Fly to Istanbul!
A city of many contrasts, where east meets west, Istanbul is a city steeped in history and showcases Asian and European influences not only in its ancient architecture but also in the modern eateries and coffee bars nearby.
Words: Kashu Dhakhwa
As I finally got down from the plane after an eight-hour flight from Kathmandu to Istanbul, I experienced the first breath of one of the most happening cities in Europe. It was freezing cold but so refreshing that I didn’t mind it at all. Istanbul has always been one of the cities that I wished to visit and it came as a pleasant surprise when Turkish Airlines sent me an invitation to visit their country.
The excitement of being in Istanbul was so intense that my colleagues and I were ready to visit the heart of modern Istanbul, Taksim Square, on the very first night of our arrival. When we reached there, the breeze had gotten even colder and it was then that I experienced my first diamond dust snow. But it wasn’t for long that the ice crystals fell upon us and we were able to walk around the streets of Taksim. It was an overwhelming experience starting from their local tram, neighborhood and shops that blended in so perfectly with the alleyways, buzzing with live Turkish music.
We spent the evening at Abbas Restaurant, enjoying all sorts of foods that were being offered on the tray menu. To top the dishes that included hummus, eggplants, fish and in particular calf’s liver, was raki, an anise alcoholic drink. As we enjoyed the food one after the other, we were also surrounded by musicians playing live music, who made us feel their loud presence with big smiles.
Waking up at 5 a.m. the next morning, the first thing I did was open the curtains to see how the city looked. To my happiness, the city was covered in white!
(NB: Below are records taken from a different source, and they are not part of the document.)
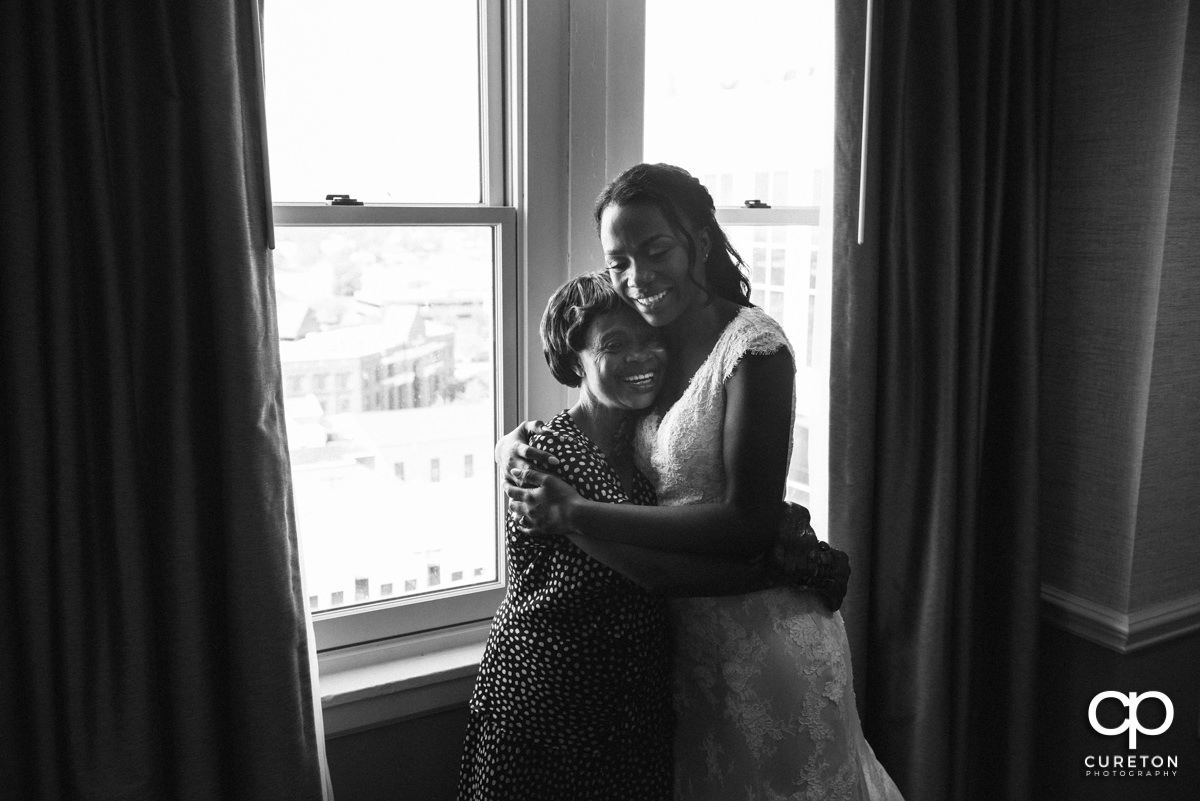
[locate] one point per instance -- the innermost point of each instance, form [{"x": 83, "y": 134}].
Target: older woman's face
[{"x": 623, "y": 360}]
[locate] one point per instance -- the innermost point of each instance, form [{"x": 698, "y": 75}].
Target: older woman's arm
[{"x": 679, "y": 574}]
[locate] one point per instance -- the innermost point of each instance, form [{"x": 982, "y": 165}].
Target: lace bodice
[
  {"x": 681, "y": 451},
  {"x": 762, "y": 685}
]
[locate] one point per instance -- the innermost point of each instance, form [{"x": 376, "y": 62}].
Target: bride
[{"x": 762, "y": 681}]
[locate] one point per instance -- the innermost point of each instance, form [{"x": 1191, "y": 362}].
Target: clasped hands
[
  {"x": 543, "y": 501},
  {"x": 801, "y": 559}
]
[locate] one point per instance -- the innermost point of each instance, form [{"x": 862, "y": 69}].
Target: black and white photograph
[{"x": 600, "y": 401}]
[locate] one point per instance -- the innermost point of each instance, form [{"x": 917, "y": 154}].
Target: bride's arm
[
  {"x": 755, "y": 445},
  {"x": 678, "y": 573}
]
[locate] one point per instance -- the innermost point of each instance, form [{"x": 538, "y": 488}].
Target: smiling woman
[{"x": 571, "y": 698}]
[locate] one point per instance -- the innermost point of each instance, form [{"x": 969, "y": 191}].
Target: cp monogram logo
[{"x": 1132, "y": 723}]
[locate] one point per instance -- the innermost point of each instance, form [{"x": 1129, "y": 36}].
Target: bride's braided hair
[{"x": 683, "y": 200}]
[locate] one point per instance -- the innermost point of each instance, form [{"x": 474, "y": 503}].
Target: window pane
[
  {"x": 753, "y": 118},
  {"x": 783, "y": 289},
  {"x": 375, "y": 98},
  {"x": 385, "y": 489}
]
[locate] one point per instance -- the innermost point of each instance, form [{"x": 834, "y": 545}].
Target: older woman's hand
[
  {"x": 801, "y": 559},
  {"x": 517, "y": 458},
  {"x": 544, "y": 505}
]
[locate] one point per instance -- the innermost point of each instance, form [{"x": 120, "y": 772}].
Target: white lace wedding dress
[{"x": 762, "y": 681}]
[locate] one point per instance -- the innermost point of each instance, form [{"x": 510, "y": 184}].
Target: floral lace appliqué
[{"x": 762, "y": 681}]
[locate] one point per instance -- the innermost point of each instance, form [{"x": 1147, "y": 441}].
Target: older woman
[{"x": 573, "y": 699}]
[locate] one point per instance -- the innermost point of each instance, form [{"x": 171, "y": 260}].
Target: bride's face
[
  {"x": 649, "y": 264},
  {"x": 623, "y": 361}
]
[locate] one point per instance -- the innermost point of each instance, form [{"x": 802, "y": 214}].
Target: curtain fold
[
  {"x": 154, "y": 631},
  {"x": 934, "y": 389}
]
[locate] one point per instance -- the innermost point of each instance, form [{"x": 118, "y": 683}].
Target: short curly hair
[{"x": 569, "y": 314}]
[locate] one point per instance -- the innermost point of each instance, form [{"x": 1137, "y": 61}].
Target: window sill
[{"x": 383, "y": 682}]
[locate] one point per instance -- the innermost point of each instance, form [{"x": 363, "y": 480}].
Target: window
[
  {"x": 753, "y": 119},
  {"x": 406, "y": 284}
]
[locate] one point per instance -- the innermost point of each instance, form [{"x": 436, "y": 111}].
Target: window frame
[{"x": 438, "y": 609}]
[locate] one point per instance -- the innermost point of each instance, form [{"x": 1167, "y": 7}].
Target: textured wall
[{"x": 1121, "y": 462}]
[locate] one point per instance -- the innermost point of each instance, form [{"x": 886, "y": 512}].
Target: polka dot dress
[{"x": 573, "y": 698}]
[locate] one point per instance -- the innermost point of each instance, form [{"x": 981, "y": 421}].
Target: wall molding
[{"x": 1119, "y": 631}]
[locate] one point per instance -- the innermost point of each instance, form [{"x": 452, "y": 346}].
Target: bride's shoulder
[{"x": 757, "y": 332}]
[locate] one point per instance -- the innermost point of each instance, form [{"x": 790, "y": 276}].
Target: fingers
[
  {"x": 522, "y": 474},
  {"x": 528, "y": 428}
]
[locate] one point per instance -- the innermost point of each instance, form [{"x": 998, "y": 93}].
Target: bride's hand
[
  {"x": 544, "y": 505},
  {"x": 801, "y": 559},
  {"x": 517, "y": 458}
]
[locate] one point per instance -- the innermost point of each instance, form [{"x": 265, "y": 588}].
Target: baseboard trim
[{"x": 1121, "y": 632}]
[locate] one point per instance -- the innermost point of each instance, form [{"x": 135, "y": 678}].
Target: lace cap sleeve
[{"x": 753, "y": 331}]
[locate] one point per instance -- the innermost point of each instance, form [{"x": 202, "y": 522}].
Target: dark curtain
[
  {"x": 934, "y": 386},
  {"x": 153, "y": 640}
]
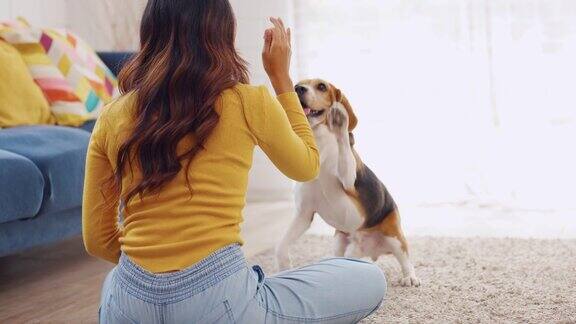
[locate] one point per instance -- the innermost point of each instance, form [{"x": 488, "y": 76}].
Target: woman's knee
[{"x": 367, "y": 276}]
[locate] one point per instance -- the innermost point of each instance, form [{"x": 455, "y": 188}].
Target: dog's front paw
[
  {"x": 338, "y": 120},
  {"x": 283, "y": 261},
  {"x": 410, "y": 281}
]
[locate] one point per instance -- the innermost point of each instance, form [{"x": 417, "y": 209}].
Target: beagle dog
[{"x": 346, "y": 194}]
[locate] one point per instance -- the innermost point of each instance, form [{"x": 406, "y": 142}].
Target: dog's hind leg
[
  {"x": 342, "y": 240},
  {"x": 396, "y": 243}
]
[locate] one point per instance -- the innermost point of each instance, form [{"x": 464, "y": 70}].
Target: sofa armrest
[{"x": 115, "y": 60}]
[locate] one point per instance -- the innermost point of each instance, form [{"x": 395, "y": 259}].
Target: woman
[{"x": 172, "y": 155}]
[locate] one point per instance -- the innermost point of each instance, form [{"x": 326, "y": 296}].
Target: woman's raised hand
[{"x": 276, "y": 56}]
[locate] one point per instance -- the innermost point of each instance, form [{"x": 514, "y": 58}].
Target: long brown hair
[{"x": 187, "y": 58}]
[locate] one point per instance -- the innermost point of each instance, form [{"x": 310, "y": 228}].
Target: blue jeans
[{"x": 223, "y": 289}]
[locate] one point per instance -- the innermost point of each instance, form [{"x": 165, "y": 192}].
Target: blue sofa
[{"x": 41, "y": 180}]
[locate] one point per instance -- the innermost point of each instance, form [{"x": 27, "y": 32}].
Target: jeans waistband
[{"x": 176, "y": 286}]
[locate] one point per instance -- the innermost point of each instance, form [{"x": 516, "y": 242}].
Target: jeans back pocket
[{"x": 220, "y": 314}]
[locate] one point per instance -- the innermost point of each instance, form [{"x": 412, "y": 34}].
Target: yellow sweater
[{"x": 172, "y": 230}]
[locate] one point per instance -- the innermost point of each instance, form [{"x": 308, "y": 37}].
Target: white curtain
[{"x": 459, "y": 101}]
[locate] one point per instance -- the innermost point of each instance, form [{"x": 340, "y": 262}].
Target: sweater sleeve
[
  {"x": 283, "y": 132},
  {"x": 100, "y": 206}
]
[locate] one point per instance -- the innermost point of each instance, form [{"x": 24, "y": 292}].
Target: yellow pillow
[{"x": 21, "y": 100}]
What a sight. I opened the window, hurriedly took out my camera and clicked a few shots. The wind was so cold, I couldn’t feel my fingers, but I had no complains.
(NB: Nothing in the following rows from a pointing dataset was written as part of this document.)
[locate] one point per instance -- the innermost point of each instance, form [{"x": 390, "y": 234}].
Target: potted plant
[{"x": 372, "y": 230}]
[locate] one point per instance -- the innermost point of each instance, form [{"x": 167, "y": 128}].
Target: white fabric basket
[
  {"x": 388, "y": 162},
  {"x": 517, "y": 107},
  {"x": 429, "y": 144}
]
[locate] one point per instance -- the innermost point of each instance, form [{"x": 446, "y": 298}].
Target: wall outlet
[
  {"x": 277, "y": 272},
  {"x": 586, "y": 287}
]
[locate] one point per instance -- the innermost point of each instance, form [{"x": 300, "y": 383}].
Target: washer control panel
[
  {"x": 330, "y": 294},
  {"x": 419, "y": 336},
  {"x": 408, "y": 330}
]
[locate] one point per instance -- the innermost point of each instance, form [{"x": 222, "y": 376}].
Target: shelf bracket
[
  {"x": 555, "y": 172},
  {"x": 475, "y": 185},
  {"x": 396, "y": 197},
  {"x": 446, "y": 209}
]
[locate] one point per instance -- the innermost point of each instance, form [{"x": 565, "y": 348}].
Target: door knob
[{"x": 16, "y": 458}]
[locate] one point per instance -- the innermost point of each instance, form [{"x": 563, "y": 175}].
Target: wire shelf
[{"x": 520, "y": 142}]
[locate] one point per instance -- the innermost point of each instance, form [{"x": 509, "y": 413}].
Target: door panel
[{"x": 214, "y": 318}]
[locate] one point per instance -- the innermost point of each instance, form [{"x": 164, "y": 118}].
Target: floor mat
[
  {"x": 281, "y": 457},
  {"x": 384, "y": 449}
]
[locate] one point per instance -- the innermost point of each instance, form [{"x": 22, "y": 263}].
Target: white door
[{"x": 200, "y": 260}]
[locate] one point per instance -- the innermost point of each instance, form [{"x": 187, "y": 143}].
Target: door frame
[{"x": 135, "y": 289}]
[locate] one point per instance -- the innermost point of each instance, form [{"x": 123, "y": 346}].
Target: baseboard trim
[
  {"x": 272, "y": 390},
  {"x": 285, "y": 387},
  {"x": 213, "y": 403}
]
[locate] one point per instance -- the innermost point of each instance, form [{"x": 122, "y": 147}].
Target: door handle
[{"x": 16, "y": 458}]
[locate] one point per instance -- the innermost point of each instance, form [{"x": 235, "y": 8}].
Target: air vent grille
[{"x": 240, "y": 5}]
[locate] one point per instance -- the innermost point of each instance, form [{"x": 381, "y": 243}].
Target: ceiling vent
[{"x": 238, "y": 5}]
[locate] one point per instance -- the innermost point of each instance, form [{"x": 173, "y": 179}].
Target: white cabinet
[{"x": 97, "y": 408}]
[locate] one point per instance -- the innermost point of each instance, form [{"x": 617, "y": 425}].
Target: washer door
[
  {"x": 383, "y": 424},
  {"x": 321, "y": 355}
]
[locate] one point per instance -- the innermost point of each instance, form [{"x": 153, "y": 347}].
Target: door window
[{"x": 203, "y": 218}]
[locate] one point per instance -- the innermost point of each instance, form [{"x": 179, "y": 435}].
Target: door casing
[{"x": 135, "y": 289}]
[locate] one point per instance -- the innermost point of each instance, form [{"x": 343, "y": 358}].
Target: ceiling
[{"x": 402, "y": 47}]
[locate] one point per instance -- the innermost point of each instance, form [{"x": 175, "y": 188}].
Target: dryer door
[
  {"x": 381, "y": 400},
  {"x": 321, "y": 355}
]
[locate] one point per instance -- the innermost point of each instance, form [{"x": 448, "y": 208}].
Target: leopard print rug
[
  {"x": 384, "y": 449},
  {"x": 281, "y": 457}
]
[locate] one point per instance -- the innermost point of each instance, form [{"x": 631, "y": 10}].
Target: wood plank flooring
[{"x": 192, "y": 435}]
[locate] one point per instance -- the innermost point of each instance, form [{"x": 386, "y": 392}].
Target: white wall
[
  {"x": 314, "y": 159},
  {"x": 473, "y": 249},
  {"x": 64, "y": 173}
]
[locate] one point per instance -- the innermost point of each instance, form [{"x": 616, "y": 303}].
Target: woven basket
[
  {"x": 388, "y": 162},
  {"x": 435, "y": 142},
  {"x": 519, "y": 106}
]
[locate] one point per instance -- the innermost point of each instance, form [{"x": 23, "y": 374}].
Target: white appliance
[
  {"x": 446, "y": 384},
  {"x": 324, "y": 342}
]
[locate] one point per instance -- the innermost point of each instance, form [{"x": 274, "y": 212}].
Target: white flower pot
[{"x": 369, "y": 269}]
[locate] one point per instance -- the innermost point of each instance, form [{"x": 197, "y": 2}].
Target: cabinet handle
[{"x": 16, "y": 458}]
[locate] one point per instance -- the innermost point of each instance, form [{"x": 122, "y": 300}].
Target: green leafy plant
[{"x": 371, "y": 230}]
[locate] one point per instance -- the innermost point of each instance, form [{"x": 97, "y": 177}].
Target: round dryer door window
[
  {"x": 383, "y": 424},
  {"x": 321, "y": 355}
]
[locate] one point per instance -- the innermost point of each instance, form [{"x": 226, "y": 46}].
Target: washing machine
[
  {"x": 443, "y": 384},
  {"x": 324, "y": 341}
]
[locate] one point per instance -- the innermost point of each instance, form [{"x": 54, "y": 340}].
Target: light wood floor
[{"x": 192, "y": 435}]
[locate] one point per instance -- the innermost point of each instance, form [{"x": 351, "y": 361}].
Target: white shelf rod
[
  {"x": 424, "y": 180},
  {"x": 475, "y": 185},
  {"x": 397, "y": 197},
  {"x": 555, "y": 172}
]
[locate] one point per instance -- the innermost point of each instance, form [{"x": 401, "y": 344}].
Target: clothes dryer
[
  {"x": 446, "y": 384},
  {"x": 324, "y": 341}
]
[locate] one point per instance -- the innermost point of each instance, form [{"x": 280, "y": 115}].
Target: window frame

As the day passed quickly, the sun became bright enough for us to spend some time in the Florya Beach, strolling along the beach and walking around the Marmara Sea. The weather was perfect for taking photographs, drinking some chai and watching numerous Turkish Airlines planes flying over us.
We visited the Grand Bazaar, Hagia Sophia, the Blue Mosque and many other architectural masterpieces from the Ottoman, Byzantine and Roman times. On our final day, we went to visit old Istanbul, the main tourist drag. The famous Topkapi Palace was our first stop and what a place! The Palace is surrounded by courtyards and it has so much culture and history within it. The museum collection included Ottoman clothing to weapons, armor, miniatures and fascinating manuscripts.
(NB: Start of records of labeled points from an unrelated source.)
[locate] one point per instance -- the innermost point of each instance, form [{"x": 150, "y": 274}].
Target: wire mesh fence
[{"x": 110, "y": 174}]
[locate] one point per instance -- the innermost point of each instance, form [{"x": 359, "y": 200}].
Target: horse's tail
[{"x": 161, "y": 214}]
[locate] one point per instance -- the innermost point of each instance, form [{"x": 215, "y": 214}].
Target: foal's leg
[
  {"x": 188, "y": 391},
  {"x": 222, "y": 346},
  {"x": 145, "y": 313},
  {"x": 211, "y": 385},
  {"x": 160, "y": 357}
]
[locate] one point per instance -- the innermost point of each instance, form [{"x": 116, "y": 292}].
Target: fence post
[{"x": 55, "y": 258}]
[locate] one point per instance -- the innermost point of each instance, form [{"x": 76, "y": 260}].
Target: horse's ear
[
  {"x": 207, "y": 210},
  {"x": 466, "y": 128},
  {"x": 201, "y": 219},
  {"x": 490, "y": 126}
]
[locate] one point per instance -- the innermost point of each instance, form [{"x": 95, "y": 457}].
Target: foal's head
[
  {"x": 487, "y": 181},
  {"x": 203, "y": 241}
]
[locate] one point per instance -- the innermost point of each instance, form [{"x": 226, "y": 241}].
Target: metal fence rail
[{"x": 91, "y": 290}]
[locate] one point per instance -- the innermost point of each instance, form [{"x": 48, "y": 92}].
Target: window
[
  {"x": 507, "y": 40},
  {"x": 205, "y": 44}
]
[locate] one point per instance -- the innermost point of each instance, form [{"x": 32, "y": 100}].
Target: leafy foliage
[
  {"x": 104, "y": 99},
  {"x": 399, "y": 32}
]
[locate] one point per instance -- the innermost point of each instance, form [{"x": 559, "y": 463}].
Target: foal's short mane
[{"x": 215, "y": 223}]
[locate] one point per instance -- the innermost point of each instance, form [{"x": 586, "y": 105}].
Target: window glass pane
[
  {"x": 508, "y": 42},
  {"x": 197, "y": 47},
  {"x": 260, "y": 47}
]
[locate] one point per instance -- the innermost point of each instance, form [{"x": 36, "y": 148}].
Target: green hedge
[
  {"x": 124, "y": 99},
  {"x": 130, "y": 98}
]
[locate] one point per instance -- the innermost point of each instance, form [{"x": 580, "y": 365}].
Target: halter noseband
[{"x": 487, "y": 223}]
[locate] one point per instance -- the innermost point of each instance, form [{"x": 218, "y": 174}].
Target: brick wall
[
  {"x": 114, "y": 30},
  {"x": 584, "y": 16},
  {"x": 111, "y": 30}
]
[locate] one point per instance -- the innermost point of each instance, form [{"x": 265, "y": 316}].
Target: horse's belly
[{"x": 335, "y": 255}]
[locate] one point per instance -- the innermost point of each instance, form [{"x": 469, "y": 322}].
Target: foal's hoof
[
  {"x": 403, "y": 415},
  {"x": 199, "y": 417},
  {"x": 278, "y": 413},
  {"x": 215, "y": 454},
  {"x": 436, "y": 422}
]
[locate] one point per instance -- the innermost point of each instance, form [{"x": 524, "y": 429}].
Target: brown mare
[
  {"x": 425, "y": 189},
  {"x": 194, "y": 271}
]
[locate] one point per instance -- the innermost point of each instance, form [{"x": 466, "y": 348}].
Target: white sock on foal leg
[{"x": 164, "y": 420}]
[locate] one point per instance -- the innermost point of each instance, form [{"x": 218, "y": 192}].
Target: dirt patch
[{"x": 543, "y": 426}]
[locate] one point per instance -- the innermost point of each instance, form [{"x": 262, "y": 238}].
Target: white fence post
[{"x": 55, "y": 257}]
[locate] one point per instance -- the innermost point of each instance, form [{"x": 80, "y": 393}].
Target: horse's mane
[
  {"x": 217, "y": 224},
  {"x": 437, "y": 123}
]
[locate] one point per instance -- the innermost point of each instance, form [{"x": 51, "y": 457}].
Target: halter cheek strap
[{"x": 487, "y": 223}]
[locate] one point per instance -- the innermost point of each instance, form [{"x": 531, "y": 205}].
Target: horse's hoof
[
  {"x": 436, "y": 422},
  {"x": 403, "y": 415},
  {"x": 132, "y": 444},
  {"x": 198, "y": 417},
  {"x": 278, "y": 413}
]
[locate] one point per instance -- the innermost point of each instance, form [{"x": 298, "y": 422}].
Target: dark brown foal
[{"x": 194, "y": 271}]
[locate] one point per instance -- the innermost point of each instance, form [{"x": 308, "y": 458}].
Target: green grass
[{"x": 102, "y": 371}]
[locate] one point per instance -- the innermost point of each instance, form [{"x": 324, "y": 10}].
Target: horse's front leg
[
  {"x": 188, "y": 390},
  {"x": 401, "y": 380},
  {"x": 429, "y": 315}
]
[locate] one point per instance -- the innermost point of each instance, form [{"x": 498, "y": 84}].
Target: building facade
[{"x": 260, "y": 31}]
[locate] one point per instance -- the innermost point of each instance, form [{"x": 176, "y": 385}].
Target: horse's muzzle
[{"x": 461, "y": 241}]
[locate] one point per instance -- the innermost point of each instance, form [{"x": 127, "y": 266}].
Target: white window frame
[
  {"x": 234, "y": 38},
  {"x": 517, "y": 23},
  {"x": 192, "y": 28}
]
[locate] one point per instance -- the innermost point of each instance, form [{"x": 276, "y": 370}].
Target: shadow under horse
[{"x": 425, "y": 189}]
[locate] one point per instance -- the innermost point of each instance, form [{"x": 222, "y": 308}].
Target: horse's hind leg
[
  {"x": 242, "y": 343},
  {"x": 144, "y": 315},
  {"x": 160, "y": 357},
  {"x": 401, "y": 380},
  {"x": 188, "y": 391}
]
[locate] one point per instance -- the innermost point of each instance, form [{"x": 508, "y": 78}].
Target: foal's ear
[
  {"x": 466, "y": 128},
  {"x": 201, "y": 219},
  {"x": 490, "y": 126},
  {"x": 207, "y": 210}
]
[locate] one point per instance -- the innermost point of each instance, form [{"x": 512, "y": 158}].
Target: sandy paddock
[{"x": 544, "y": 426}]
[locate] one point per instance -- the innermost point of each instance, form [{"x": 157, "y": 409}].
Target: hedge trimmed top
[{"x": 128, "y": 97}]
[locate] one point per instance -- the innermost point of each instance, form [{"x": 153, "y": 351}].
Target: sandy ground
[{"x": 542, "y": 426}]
We then headed to Hagia Sophia, one of the greatest surviving examples of Byzantine architecture. Its interior is decorated with colorful mosaic and marble pillars and is full of great artistic works. The Sultan Ahmet Mosque (The Blue Mosque), which is right next to Hagia Sophia, is a top contender on my bucket list but sadly it was being renovated during our visit. However, I found a spot from Hagia Sophia from where I could see the Blue Mosque and spent a lot of time there, looking at the mosque from the window. It eventually served as a frame for me and will forever stay in my mind.
After all the sight-seeing and savoring of the best meatballs in town, we were up for some modern art and got to test our artistic side. The paper marbling was a pleasant surprise on our itinerary. The place was so homely that it was hard to leave it behind and move on. Having chai with the owner and listening to his stories and paintings only made us feel closer to their art and culture. At that point one realizes that Istanbul is a city of many contrasts, it is where east meets west, where Asia comes in contact with Europe and ancient architecture is found right next to modern eateries and coffee bars.
Towards the end of the day we were given a tour of Istanbul's mythical shopping market, the Grand Bazaar, one of the largest and oldest covered markets in the world, with 61 covered streets and over 3,000 shops. The Grand Bazaar had exotic perfumes, spices, jewelry, textiles, baklavas and so much authentic goods are sold here every day, that it isn't called the ‘Treasure Chest’ of Istanbul for no reason. It is a dream world for shopaholics.
To end the day on a more intimate note, we were invited for dinner at a local resident’s house. This was an opportunity to experience Turkish hospitality with Turkish home-cooked food. All that food in my stomach and I just couldn’t stop eating more, it was so delicious. I had my last chai in Istanbul that night and it was pretty much a fulfilling one.